Afin d’accentuer la pression sur la direction en vue des NAO, la CGT initie une action à l’encontre du centre d’approvisionnement, à Toulouse. La gérante, confrontée à la grogne des autres franchisés McDonald’s qui se sont aussi vu couper leur approvisionnement, annule les négociations dans la foulée. Mais, après intervention du préfet, elle les rouvre finalement début décembre.
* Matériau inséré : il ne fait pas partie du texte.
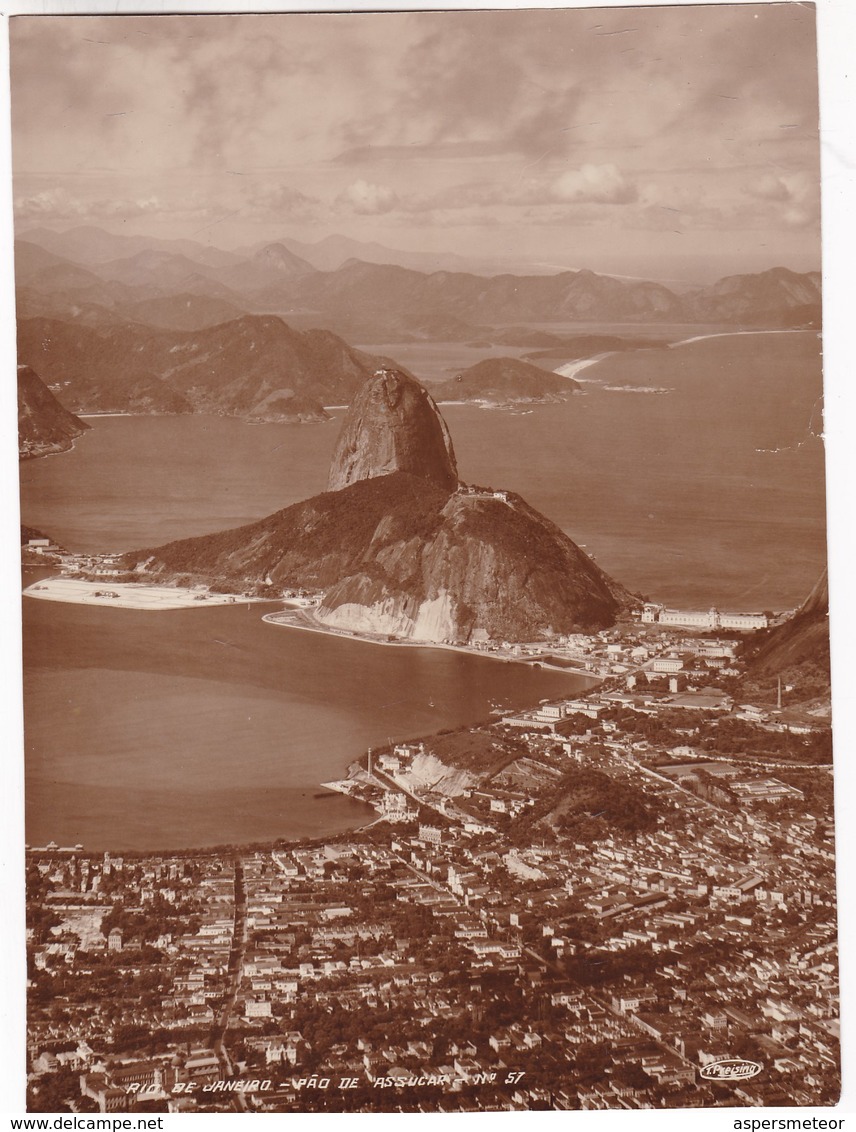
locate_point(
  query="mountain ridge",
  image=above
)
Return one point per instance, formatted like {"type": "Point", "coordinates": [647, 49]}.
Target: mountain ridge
{"type": "Point", "coordinates": [409, 554]}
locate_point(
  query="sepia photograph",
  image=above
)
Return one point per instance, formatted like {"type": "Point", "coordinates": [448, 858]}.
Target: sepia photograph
{"type": "Point", "coordinates": [425, 617]}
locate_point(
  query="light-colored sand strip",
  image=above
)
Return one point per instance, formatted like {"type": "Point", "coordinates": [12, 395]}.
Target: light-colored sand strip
{"type": "Point", "coordinates": [573, 368]}
{"type": "Point", "coordinates": [730, 334]}
{"type": "Point", "coordinates": [127, 594]}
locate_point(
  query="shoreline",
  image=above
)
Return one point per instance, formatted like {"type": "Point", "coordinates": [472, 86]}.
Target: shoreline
{"type": "Point", "coordinates": [571, 369]}
{"type": "Point", "coordinates": [309, 624]}
{"type": "Point", "coordinates": [137, 595]}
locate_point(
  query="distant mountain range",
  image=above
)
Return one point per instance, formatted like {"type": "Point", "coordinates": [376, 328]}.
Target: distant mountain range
{"type": "Point", "coordinates": [128, 324]}
{"type": "Point", "coordinates": [254, 366]}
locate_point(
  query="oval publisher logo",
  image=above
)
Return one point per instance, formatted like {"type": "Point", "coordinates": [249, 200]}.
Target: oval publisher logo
{"type": "Point", "coordinates": [730, 1069]}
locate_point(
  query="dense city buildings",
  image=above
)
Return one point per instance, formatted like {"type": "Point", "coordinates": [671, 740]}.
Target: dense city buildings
{"type": "Point", "coordinates": [591, 905]}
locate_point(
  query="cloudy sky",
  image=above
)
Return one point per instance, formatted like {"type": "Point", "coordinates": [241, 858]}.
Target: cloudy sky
{"type": "Point", "coordinates": [675, 142]}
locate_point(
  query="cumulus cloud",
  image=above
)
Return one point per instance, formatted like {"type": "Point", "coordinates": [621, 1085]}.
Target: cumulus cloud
{"type": "Point", "coordinates": [369, 199]}
{"type": "Point", "coordinates": [279, 202]}
{"type": "Point", "coordinates": [604, 185]}
{"type": "Point", "coordinates": [59, 204]}
{"type": "Point", "coordinates": [797, 194]}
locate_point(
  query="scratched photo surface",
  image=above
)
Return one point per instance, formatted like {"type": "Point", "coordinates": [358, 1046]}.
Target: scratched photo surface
{"type": "Point", "coordinates": [426, 661]}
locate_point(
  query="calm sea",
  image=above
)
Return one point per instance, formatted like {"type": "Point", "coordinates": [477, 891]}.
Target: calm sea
{"type": "Point", "coordinates": [199, 727]}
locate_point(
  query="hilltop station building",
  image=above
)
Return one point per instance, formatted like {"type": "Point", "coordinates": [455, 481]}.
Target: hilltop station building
{"type": "Point", "coordinates": [653, 614]}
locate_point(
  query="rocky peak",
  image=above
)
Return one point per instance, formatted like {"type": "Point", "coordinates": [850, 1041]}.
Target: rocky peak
{"type": "Point", "coordinates": [393, 426]}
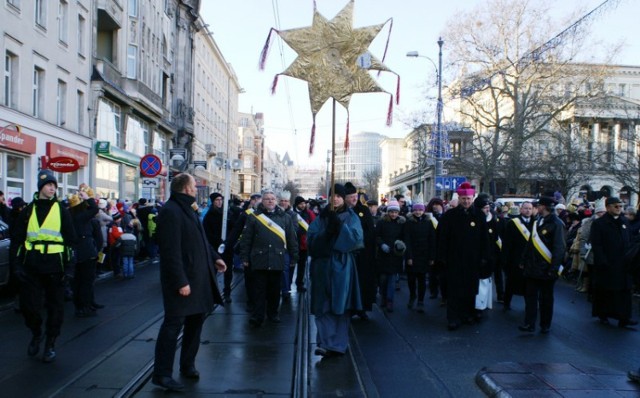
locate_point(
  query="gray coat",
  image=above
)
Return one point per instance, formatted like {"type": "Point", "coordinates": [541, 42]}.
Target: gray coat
{"type": "Point", "coordinates": [185, 259]}
{"type": "Point", "coordinates": [262, 248]}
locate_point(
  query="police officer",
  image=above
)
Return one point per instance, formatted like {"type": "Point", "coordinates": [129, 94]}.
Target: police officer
{"type": "Point", "coordinates": [47, 232]}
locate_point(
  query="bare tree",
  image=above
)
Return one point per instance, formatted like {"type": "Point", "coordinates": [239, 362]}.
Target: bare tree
{"type": "Point", "coordinates": [515, 81]}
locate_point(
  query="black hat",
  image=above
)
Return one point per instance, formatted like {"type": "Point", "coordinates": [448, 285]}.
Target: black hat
{"type": "Point", "coordinates": [339, 190]}
{"type": "Point", "coordinates": [482, 200]}
{"type": "Point", "coordinates": [612, 201]}
{"type": "Point", "coordinates": [17, 202]}
{"type": "Point", "coordinates": [44, 177]}
{"type": "Point", "coordinates": [349, 188]}
{"type": "Point", "coordinates": [548, 201]}
{"type": "Point", "coordinates": [298, 200]}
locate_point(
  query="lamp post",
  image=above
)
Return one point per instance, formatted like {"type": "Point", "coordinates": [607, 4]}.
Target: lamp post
{"type": "Point", "coordinates": [438, 144]}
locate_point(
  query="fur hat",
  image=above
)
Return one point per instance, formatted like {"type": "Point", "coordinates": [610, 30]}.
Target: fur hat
{"type": "Point", "coordinates": [465, 189]}
{"type": "Point", "coordinates": [284, 195]}
{"type": "Point", "coordinates": [46, 176]}
{"type": "Point", "coordinates": [393, 206]}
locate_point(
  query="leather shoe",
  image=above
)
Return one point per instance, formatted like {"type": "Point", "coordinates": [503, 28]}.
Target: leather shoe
{"type": "Point", "coordinates": [190, 373]}
{"type": "Point", "coordinates": [34, 345]}
{"type": "Point", "coordinates": [527, 328]}
{"type": "Point", "coordinates": [168, 383]}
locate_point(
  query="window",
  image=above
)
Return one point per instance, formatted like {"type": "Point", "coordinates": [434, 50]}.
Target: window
{"type": "Point", "coordinates": [63, 20]}
{"type": "Point", "coordinates": [81, 110]}
{"type": "Point", "coordinates": [109, 122]}
{"type": "Point", "coordinates": [132, 58]}
{"type": "Point", "coordinates": [37, 90]}
{"type": "Point", "coordinates": [41, 13]}
{"type": "Point", "coordinates": [82, 28]}
{"type": "Point", "coordinates": [61, 103]}
{"type": "Point", "coordinates": [133, 8]}
{"type": "Point", "coordinates": [10, 80]}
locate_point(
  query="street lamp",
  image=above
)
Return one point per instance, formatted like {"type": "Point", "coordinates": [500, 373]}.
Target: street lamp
{"type": "Point", "coordinates": [438, 146]}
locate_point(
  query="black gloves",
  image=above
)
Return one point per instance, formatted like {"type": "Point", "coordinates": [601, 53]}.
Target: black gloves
{"type": "Point", "coordinates": [333, 223]}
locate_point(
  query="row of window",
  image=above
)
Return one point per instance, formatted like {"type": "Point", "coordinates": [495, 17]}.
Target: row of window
{"type": "Point", "coordinates": [11, 92]}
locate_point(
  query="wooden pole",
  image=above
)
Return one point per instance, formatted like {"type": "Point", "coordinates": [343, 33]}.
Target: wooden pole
{"type": "Point", "coordinates": [333, 156]}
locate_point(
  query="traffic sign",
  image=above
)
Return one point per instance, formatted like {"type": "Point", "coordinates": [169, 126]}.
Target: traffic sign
{"type": "Point", "coordinates": [450, 183]}
{"type": "Point", "coordinates": [150, 165]}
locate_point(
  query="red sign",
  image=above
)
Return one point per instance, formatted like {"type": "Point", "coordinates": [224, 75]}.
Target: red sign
{"type": "Point", "coordinates": [56, 150]}
{"type": "Point", "coordinates": [17, 140]}
{"type": "Point", "coordinates": [63, 164]}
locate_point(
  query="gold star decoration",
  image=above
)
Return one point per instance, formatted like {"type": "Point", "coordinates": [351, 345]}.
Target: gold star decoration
{"type": "Point", "coordinates": [334, 60]}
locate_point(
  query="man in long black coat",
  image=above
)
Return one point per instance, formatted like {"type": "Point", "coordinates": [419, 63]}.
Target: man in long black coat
{"type": "Point", "coordinates": [188, 279]}
{"type": "Point", "coordinates": [611, 280]}
{"type": "Point", "coordinates": [463, 249]}
{"type": "Point", "coordinates": [365, 259]}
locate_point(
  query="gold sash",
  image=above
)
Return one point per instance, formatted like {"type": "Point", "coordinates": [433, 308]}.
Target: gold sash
{"type": "Point", "coordinates": [273, 227]}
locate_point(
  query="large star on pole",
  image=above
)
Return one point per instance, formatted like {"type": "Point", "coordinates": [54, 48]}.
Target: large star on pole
{"type": "Point", "coordinates": [333, 58]}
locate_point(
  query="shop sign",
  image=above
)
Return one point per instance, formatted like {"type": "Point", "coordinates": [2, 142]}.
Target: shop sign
{"type": "Point", "coordinates": [63, 164]}
{"type": "Point", "coordinates": [106, 150]}
{"type": "Point", "coordinates": [56, 150]}
{"type": "Point", "coordinates": [17, 140]}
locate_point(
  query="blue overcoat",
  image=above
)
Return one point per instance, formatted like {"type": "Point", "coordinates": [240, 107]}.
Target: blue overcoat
{"type": "Point", "coordinates": [333, 267]}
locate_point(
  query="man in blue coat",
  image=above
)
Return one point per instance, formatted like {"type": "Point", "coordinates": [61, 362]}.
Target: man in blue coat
{"type": "Point", "coordinates": [333, 239]}
{"type": "Point", "coordinates": [188, 279]}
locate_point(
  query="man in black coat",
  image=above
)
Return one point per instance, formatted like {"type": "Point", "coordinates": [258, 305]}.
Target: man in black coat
{"type": "Point", "coordinates": [188, 279]}
{"type": "Point", "coordinates": [542, 261]}
{"type": "Point", "coordinates": [612, 281]}
{"type": "Point", "coordinates": [515, 237]}
{"type": "Point", "coordinates": [365, 259]}
{"type": "Point", "coordinates": [463, 250]}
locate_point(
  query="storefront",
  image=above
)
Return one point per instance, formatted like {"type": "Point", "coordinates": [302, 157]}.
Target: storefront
{"type": "Point", "coordinates": [16, 149]}
{"type": "Point", "coordinates": [117, 175]}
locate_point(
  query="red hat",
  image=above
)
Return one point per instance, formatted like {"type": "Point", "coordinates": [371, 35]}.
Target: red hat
{"type": "Point", "coordinates": [465, 189]}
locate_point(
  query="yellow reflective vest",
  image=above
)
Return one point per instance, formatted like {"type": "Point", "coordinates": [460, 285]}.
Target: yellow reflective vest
{"type": "Point", "coordinates": [46, 238]}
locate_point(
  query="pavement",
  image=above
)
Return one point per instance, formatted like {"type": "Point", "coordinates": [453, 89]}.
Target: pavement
{"type": "Point", "coordinates": [520, 380]}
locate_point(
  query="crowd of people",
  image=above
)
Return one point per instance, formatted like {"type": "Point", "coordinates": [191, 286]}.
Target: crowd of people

Situation bloquée, combat prolongé

Seulement, la gérante n’entend pas être en reste : à la réouverture des négociations, les grévistes voient arriver un nouveau protagoniste, un directeur des ressources humaines (pour, prière de bien le noter, une entreprise de seulement trente-trois salariés), Pascal Devoucoux, dont la revue JefKlak a retracé le passé, qui n’est pas des plus clairs. Lors de ces nouvelles NAO, l’argument principal de la direction est assez surréaliste, selon Quentin Leyrat : si elle accède aux demandes de treizième mois et d’augmentations salariales, les salariés non-grévistes allaient démissionner pour contester la méthode d’obtention d’avantages dont ils allaient pourtant aussi bénéficier !

Mais, comme à l’Inspection du travail, la direction reprend la métaphore des poings liés pour justifier le statu quo : ce ne serait pas elle, mais le Syndicat national de l’alimentation et de la restauration (SNARR) qui fixerait le niveau de rémunération au smic et refuserait catégoriquement le treizième mois… Mais ce positionnement apparaît d’autant plus paradoxal lorsque l’on sait que le président du SNARR n’est autre que le DRH de McDonald’s France, qui assume publiquement que tout ne peut se négocier au niveau des branches et qu’il faut revaloriser l’échelon entreprise !

À ce jour, la situation apparaît donc relativement bloquée – pour les grévistes, mais pas pour le restaurant qui a procédé à onze nouvelles embauches depuis le début de la grève. Les cinq grévistes restants reviennent régulièrement sur le site du restaurant pour essayer d’entrer en communication avec ceux qui sont restés travailler. Mais c’est assez compliqué, car ces derniers les évitent et avouent même, à demi-mot, ne pas vouloir être vus avec eux sur le parking. Ambiance.

Alors que reste-t-il à faire, selon Quentin Leyrat ? Demander un vote des salariés même si les résultats, compte tenu des pressions de la direction, sont très incertains. Et continuer à réclamer, coûte que coûte, des conditions de travail et une rémunération décentes.

Et puis, même s’il perd ce combat, Quentin Leyrat, comme certains des autres grévistes d’ailleurs, ne compte pas s’arrêter-là car tous ont maintenant conscience que c’est aussi pour tous les salariés de France dans la même situation qu’ils se battent.